A trent’anni dalla sua nascita vogliamo celebrarlo con uno spazio dove pubblicheremo un articolo ad ogni uscita del giornale. Iniziamo questo viaggio fra le pagine ingiallite dal tempo con un articolo sulle condizioni critiche del lago a dimostrazione che il tempo passa ma i problemi sono sempre gli stessi. Buona lettura. GT


SOS lago

Si sospetta un alto tasso d’inquinamento, e pertanto è urgente un’analisi al più presto possibile. Il comune ha finalmente preso in considerazione il problema del lago; verificando le condizioni disastrose che noi ragazzi del This abbiamo più volte denunciato e sembra che a questo punto siano stati presi i primi provvedimenti che, speriamo, non seguano la stessa lentezza di tutti gli altri. Sono stati stanziati 173 milioni (60 dalla Provincia e il resto dalla Regione).

Il progetto prevede:

  • Recinzione del lago;
  • Tre pompe che ossigenano l’acqua;
  • Realizzazione di pozzi che portino acqua al lago.

Urge a questo punto, un’immediata analisi delle acque per verificare il loro stato di inquinamento, visto che camminare lungo le sponde del lago non è una passeggiata gradevole, non è bello né salutare calpestare pesci in putrefazione o vedere altri galleggiare insieme a buste, pezzi di plastica e oggetti vari.

Non è neppure semplice definire il colore che ormai ha assunto il lago, sul quale si è formata una patina di grasso, che lo rende “qualcosa” che va tra una pozzanghera e uno stagno.
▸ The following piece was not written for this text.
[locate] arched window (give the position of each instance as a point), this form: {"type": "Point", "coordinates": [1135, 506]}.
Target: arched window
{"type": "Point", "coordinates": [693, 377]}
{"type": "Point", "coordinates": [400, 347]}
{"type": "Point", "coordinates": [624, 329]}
Per non parlare poi del cattivo odore che si sente se ci si cammina intorno… non sarebbe, certo difficile prendersi una malattia. Ma la colpa di tutto questo di chi è? Di tutti noi.

È di tutti coloro che, quando vanno sul Laceno e vedono lo stato reale disastroso delle cose poi non hanno il tempo di andare sul Comune e farle presente. Se ognuno avesse dedicato cinque minuti della propria giornata e far sentire la propria voce in merito, allora tante piccole voci sarebbero diventate un grande urlo, una voce unanime che avrebbe potuto parlare a nome del lago ed evitarne la morte. Continuando col nostro disinteresse cosa avremo? Avremo che di Lago Laceno ci resterà solo Laceno e di Laceno a sua volta ci resteranno tanti piccoli “Grisoni”. E la natura, e il verde, il lago? Quelli di questo passo, li ricorderemo solo guardando vecchie foto! Non permettiamo che si arrivi a tutto questo riflettiamo sulla fortuna che abbiamo nell’avere una ricchezza così grande e ricordiamo che la natura è la bellezza in assoluto e che, come ogni cosa che si voglia mantenere bella e sana va curata, amata e rispettata.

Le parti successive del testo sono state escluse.